My waspish encounter with Gore Vidal

News of the author’s death at the age of 86 brings memories of a tingling sensation under the nose

Strange how powerful a sense memory can be. News of Gore Vidal’s death at the age of 86 gave me a tingling sensation under the nose, then I remembered why.

I once had an unorthodox journalistic encounter with him at his beautiful palazzo, built into the rocks above the Amalfi coast in Italy. The interview started off conventionally enough, with him being imperious, and not a little pompous, as he sounded off about world affairs, or rather told me where the world was going wrong, and why it would be much better off if only it paid more attention to him.

But then he opened a bottle of Vat 69 whisky and, as we polished it off between us, he became more gossipy and entertaining. By this stage, five hours had passed and I had used up my tape (it was before the days of unlimited time on digital recorders) but I do recall him being splendidly catty about Evelyn Waugh and Truman Capote.

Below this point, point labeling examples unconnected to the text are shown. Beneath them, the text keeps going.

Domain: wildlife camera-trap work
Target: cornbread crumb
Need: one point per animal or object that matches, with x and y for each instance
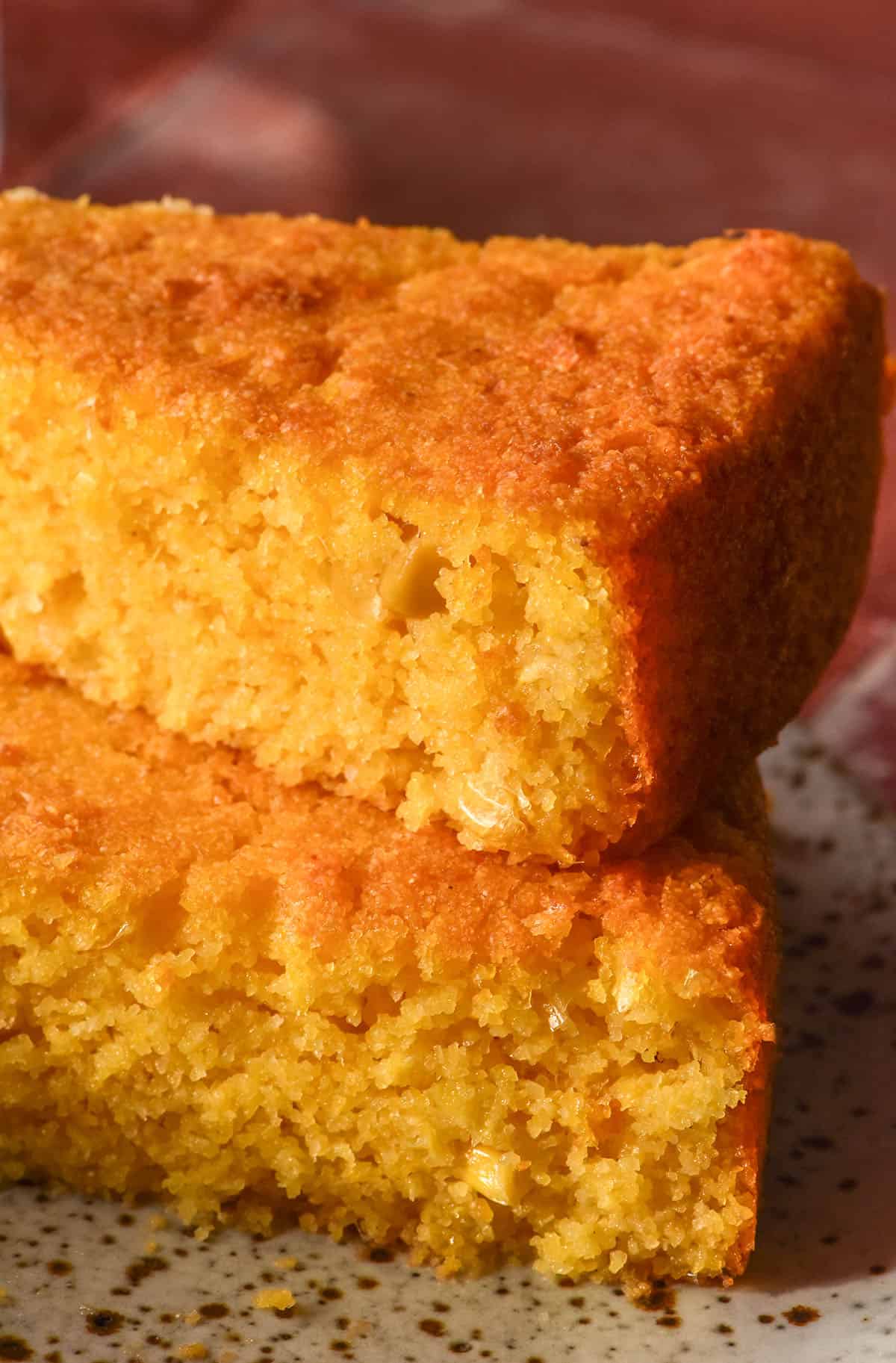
(274, 1300)
(535, 538)
(262, 1002)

He then insisted that, before we left, the photographer and I should cool off in his swimming pool, adding: “We have no need of trunks here.” Well, it seemed rude not to. But when I surfaced, a wasp stung me under the nose, which turns out to be a very tender place. My face swelled up and I could barely see through my watering eyes as we left. On reflection, I should have ended my article by describing this sting, an appropriate way to part company with the waspish Gore, and so on. But the truth is, I forgot about it until now.

I have two other reflections upon that encounter, for what they are worth. The first concerns the fact that, almost uniquely among public intellectuals, Vidal was an autodidact who didn’t go to university. One consequence of this seems to have been that his hunger for knowledge never diminished. If anything, it grew, along with his library there at Ravello. So many people give up on education once they have graduated, feeling they have been there, done that. Not so Vidal.

The other thought concerns the palazzo itself, the walls of which were filled with caricatures, photographs and magazine covers featuring his saturnine face. It amounted to a shrine to its owner.

He told me, with a heavy sigh: “Every morning at 10, a tourist boat sails past and I have to listen to a woman telling my life story over a Tannoy.” Pause. “It is followed by another boat which tells the same story in Italian.” But of course his palazzo contradicted him, showing how much he secretly loved being a tourist attraction.

He shared it with Howard Austen, his partner of more than half a century, and when Austen died in 2003, Vidal sold the place and moved back to LA. But it’s curious, this business of an atheist building a monument to himself. A stab at immortality? Perhaps.

Given his reputation as a wit, I asked him if he had thought about what his last words might be. “We all have last words,” he said. “But we don’t know what they are. How about: ‘To be continued…’ ”

When I said that this didn’t quite square with his atheism, he smiled and mouthed the word “no”. But he had thought about his own exit. “All of you will go with me because I’m a solipsist. I’ve just imagined you. When I go, all will be blank.”

Well, he was wrong about that. Things didn’t go blank on Wednesday. But there was the feel of that sting under my nose, and that seems more appropriate. For the briefest of moments, he continued.